ANKARA (Arrahmah.com) – Sebuah upacara peringatan akan diadakan di Dewan Eropa pekan depan untuk menandai genosida Srebrenica 1995 yang menyaksikan pembantaian lebih dari 8.000 Bosniaks, menteri luar negeri Turki mengatakan Jumat (5/7/2019).
“Dewan Eropa akan memperingati korban genosida Srebrenica untuk pertama kalinya dalam sejarahnya dan Turki akan berkontribusi pada upacara ini,” kata Mevlut Cavusoglu pada konferensi di provinsi Konya, Turki pusat.
Cavusoglu menggarisbawahi bahwa dewan akan mengadakan peringatan pada 11 Juli.
Lebih dari 8.000 pria dan anak laki-laki Muslim Bosniak terbunuh setelah pasukan Serbia menyerang “daerah aman” Srebrenica di PBB pada Juli 1995, meskipun ada pasukan Belanda yang ditugaskan bertindak sebagai penjaga perdamaian internasional.
Srebrenica dikepung oleh pasukan Serbia yang berusaha merebut wilayah dari Muslim Bosnia dan Kroasia untuk membentuk negara mereka sendiri.
Dewan Keamanan PBB telah menyatakan Srebrenica sebagai “daerah aman” pada musim semi tahun 1993. Namun, pasukan Serbia yang dipimpin oleh Jenderal Ratko Mladic – yang sekarang menghadapi tuduhan genosida di Den Haag – menguasai zona PBB.

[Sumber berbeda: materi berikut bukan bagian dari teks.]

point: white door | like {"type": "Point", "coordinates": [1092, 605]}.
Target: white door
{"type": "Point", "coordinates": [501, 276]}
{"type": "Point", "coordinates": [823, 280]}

Pasukan Belanda gagal bertindak ketika pasukan Serbia menduduki daerah itu, menewaskan sekitar 2.000 pria dan anak lelaki pada 11 Juli saja. Sekitar 15.000 orang Srebrenica melarikan diri ke pegunungan di sekitarnya, tetapi pasukan Serbia memburu dan membunuh 6.000 di antaranya di hutan.
Mengenai Islamofobia yang meningkat, Cavusoglu mengatakan: “Sayangnya, hari ini kita melihat bahwa partai-partai politik, politisi dan media yang dipengaruhi oleh populisme memicu permusuhan terhadap Islam dan migran.”
Menggarisbawahi perlunya membawa pluralisme dan nilai-nilai universal ke garis depan, ia mengatakan: “Kami tidak membedakan antara serangan masjid di Selandia Baru dan serangan gereja di Sri Lanka, keduanya adalah serangan teroris berbahaya.”
Dia menegaskan negara-negara lain untuk tidak mendekati subjek secara objektif.
“Mereka melihat masalah ini dari ideologi mereka sendiri, sudut pandang mereka sendiri dan kepercayaan mereka sendiri.
“Kami menolak anti-Islam, anti-Semitisme, dan anti-Kristen sebagai bagian dari kepercayaan kami dan melihat semuanya sebagai kejahatan terhadap kemanusiaan.”
Cavusoglu menambahkan bahwa Turki sedang berusaha meningkatkan kesadaran untuk menyadarkan Organisasi Kerjasama Islam (OKI) dan organisasi internasional lainnya yang lebih sensitif terhadap masalah ini.